I am a scientist. I have applied for and received million dollar grants. There are key words that are often used increase the probability of funding. "Global Warming" is one of them.
As much as scientists like to poke holes in theories, they absolutely will not do it when their funding is at stake. Even the most brutal attack dog doesn't bite the hand that feeds. And if he does, well, you know what happens.
"potentially moving fertile crop zones hundreds of miles"
It is always bemusing to see people think that because global warming will create higher temperatures in previously colder places that food crops can simply be grown in these newly warmed environments. The fact is that much of the reason food crops grow where they do in addition to evolutionary adaptation to specific habitats, is the fact that sufficient moisture and adequate quality soils are also available. Good quality soils can take hundreds or even thousands of years to develop. Many high latitude environments have very poor soils, often having been scoured by glaciers for thousands of years. Likewise, flowering and consequently pollination is affected by day/night length as well as by temperature, so simply because high latitude environments may become warm enough for crops to grow doesn't mean that flowering or pollination will be possible in these newly warmed environments.
The threat from human induced global warming is not simply that humans are warming the planet by burning fossil fuels, but rather very much about how fast we are warming the planet. We are currently warming the planet between 100 and 1000 times faster than would occur naturally and as a consequence we are disrupting the very ecological relationships upon which humans depend for their survival. Although its probably true that a few humans will survive and linger in the kind of Mad Max world we are creating for current and subsequent generations, but the vast majority of humanity is already on the road to extinction within a few hundred years at the current rate of change.
A little understanding goes a long way to dispelling and preventing the spread of myths and misinformation: http://www.slate.com/blogs/bad...
Even more, playing devil’s advocate, the scientists tried to force their data to show them a hiatus; they redid the calculations starting in 1998, as so many deniers have done. The result? The warming from 1998 – 2014 is 0.106 C per decade. It’s still there.
The corrections they applied have to do with the way sea surface temperatures were taken; the method has changed over time, and that introduces biases into the data. The good thing though is that new methods, new understanding of the nature of data measurement, allow scientists to go back and re-examine older data and apply corrections to it.
Different measurement methods have their own inherent biases. They went back through the data AND ITS SOURCES and found that some of the data believed to be from buoys was from engine intakes, and some from intakes was from buoys, and some was from the really old fashioned method of "haul up a bucket of water and measure it".

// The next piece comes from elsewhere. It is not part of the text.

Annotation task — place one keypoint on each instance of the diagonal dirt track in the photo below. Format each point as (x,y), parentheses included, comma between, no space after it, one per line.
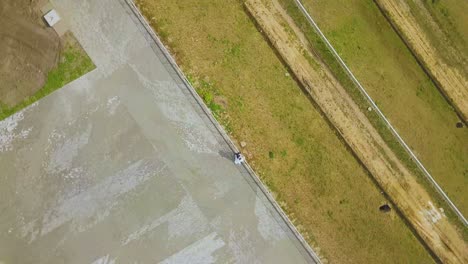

All corrections are about canceling out those inherent biases so that everything starts from the same baseline.
The guy who said the election was rigged won the presidency with the second-most votes.
So, you're asking whether or not the scientists did their jobs? Yes. They did. They used the best available information to make the temperature records as accurate as possible.
But ultimately issues like this don't make a significant difference to the overall conclusion that the Earth is warming. They just change a few trailing decimal places on how much it's warming. So if your real question is, "Can climate scientists making an error here call into question that the Earth is warming?" then the answer is a flat no.